California Marinated Salad
It’s summertime and the living is easy. Or at least it can be if you turn to quick-to-prepare salads for dinner a couple nights a week. For some salad inspiration, try this recipe that provides a colorful and nutritious mix of fruit and vegetables.
- 3 nectarines, chopped
- ½ lb. fresh mushrooms, quartered
- 1 cup cherry tomatoes, halved
- ½ cup pitted ripe olives (optional)
- ⅓ cup chopped green onions
- 1 8-oz. can artichoke hearts
- 1 tbsp. olive oil
- ¼ cup lemon juice
- ¼ tsp. sugar
- 1 tsp. tarragon, crumbled
- ½ tsp. thyme
In a large bowl, combine nectarines, mushrooms, cherry tomatoes, olives, and green onions.

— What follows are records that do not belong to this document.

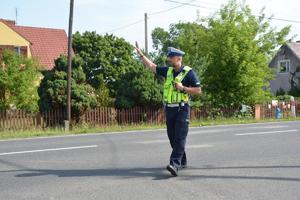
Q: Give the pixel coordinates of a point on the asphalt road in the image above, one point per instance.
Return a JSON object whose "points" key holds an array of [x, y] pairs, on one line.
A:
{"points": [[240, 162]]}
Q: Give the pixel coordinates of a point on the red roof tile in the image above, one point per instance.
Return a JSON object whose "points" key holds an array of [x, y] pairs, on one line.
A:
{"points": [[47, 44], [295, 46]]}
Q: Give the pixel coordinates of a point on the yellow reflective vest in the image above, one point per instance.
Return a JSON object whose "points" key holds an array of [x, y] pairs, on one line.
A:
{"points": [[171, 94]]}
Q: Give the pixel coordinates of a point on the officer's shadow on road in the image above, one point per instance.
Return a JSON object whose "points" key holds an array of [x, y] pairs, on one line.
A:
{"points": [[125, 173], [161, 174], [155, 173]]}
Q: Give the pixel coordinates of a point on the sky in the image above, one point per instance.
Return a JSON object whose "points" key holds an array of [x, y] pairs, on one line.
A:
{"points": [[124, 18]]}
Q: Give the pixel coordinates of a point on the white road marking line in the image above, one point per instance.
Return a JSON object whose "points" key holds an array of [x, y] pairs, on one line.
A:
{"points": [[142, 131], [199, 146], [45, 150], [153, 141], [268, 127], [268, 132]]}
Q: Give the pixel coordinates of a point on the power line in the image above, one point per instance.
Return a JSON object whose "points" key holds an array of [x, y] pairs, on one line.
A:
{"points": [[199, 6], [142, 20], [169, 9], [190, 4], [124, 26]]}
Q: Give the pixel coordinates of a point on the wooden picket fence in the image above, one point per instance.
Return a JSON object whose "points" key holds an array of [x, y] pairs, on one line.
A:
{"points": [[22, 120], [268, 110]]}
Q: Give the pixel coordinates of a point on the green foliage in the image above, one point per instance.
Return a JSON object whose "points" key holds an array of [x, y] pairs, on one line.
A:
{"points": [[108, 56], [280, 92], [52, 90], [102, 93], [19, 79], [139, 87], [230, 51]]}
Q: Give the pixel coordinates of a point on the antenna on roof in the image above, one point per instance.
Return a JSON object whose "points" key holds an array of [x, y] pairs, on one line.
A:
{"points": [[16, 10]]}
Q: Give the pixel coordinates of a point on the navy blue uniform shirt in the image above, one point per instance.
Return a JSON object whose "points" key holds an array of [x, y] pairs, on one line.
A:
{"points": [[190, 80]]}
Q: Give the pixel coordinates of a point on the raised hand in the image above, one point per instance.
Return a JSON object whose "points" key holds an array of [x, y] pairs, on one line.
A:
{"points": [[138, 50]]}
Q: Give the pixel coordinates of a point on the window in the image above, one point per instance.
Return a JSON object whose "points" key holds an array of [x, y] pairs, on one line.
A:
{"points": [[17, 50], [284, 66]]}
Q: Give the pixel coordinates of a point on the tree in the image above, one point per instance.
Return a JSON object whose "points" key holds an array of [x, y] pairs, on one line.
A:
{"points": [[52, 90], [19, 79], [139, 87], [230, 51], [108, 56]]}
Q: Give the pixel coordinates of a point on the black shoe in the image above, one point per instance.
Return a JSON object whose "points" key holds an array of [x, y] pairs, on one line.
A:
{"points": [[173, 170], [184, 166]]}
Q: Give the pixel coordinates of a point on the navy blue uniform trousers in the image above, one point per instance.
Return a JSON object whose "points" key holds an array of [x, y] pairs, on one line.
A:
{"points": [[177, 129]]}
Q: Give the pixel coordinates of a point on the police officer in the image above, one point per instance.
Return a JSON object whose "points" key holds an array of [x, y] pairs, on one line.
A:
{"points": [[180, 82]]}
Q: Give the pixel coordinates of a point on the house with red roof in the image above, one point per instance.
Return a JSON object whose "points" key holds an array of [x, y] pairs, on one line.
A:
{"points": [[286, 64], [43, 44]]}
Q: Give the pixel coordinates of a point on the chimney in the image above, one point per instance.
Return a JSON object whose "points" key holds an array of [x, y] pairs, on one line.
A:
{"points": [[9, 22]]}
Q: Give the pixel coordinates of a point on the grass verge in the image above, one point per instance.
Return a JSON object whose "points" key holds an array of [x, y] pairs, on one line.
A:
{"points": [[83, 129]]}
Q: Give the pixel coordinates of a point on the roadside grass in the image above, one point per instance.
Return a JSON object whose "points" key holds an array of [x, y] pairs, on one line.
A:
{"points": [[84, 129]]}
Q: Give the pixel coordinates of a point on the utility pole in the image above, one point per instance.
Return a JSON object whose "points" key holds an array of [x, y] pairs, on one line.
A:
{"points": [[16, 12], [68, 121], [146, 33]]}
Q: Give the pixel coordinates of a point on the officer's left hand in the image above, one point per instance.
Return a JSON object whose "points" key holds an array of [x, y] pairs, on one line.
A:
{"points": [[179, 86]]}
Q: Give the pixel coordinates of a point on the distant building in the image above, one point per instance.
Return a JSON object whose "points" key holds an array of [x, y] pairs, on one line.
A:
{"points": [[43, 44], [286, 63]]}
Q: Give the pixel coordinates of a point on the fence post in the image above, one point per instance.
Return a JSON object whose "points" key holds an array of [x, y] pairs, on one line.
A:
{"points": [[38, 120], [257, 112]]}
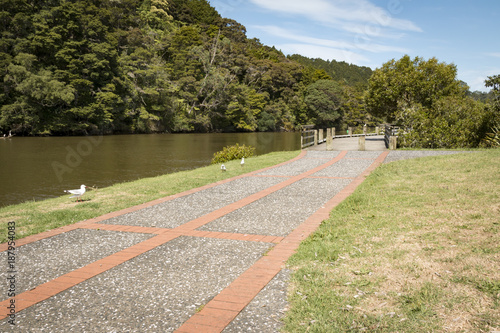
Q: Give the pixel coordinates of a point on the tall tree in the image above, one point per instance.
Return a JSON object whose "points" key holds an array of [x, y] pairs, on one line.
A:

Drain and save liquid from the artichokes. Add the artichokes to the salad. Combine reserved liquid with remaining ingredients in a jar. Shake well and pour over the salad. Serve immediately or chill in the refrigerator for two hours for the best flavor.
Serves six. Each serving provides: 80 calories, 3 g total fat (0.3 g saturated fat), 0 mg cholesterol, 100 mg sodium, 13 g carbohydrates, 2 g fiber, and 3 g protein.